OCEAN CITY — Despite support from some residents, tourists and a former Pennsylvania governor, Keith Hartzell’s “dogs at dusk” proposal is dead.

The at-large city councilman first gauged how Mayor Jay Gillian and council members felt about allowing dogs on the beach during the summer at a June 23 council meeting. He brought it up again on July 14, saying he was researching the idea, and that it would be something he would try to “champion” for the summer of 2017.

But after the idea recently caused a large stir on the web and on social media, Hartzell said he will no longer pursue it.

“The whole idea of it was to get people’s opinion,” Hartzell said Thursday, Sept. 15. “Nothing was written. I wasn’t trying to pass a law. I brought it up twice in council and nobody said boo.”

Hartzell said the flurry of media attention and reaction from residents and out-of-towners over the last week caused him to re-think the idea. He said the majority of the feedback appeared positive.

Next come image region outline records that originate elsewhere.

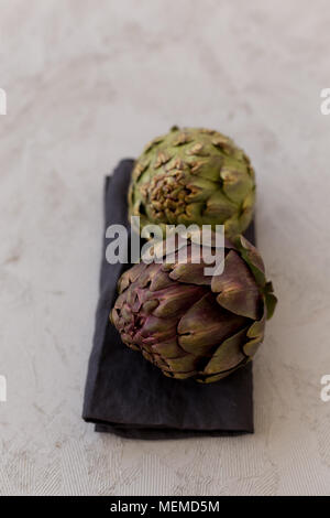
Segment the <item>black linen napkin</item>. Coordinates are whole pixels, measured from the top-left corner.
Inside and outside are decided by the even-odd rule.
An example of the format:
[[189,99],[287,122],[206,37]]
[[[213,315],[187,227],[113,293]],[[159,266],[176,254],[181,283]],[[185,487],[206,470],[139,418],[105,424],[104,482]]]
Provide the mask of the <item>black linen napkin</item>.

He even took a call from former Pennsylvania Gov. Ed Rendell, a summer homeowner on the island who told Hartzell he loved the idea.

But the negatives, including enforcing the use of leashes and the potential for dog waste littering the beach in-season, became too much.

“How do you enforce the leash part of it and how do you enforce picking up the remains? I had to be confident that would happen, and I’m not confident that would happen,” Hartzell said.

Ocean City allows dogs on its beaches from Oct. 1 to April 30. Once the summer nears, canines are banned at all hours.

There is a dog park behind West Avenue on 45th Street, but none of the beaches here are designated for dogs.

Hartzell said he brought his idea forward to allow dogs on the beach in the evening after residents had asked him if Ocean City allows dogs on the beach during summer.

He liked the idea, at first, because he believes a high percentage of residents own dogs, he said.

But the negative comments Hartzell received on social media and by email and phone even came from residents who own dogs, he said.

“They didn’t think other dog owners would clean up,” he said.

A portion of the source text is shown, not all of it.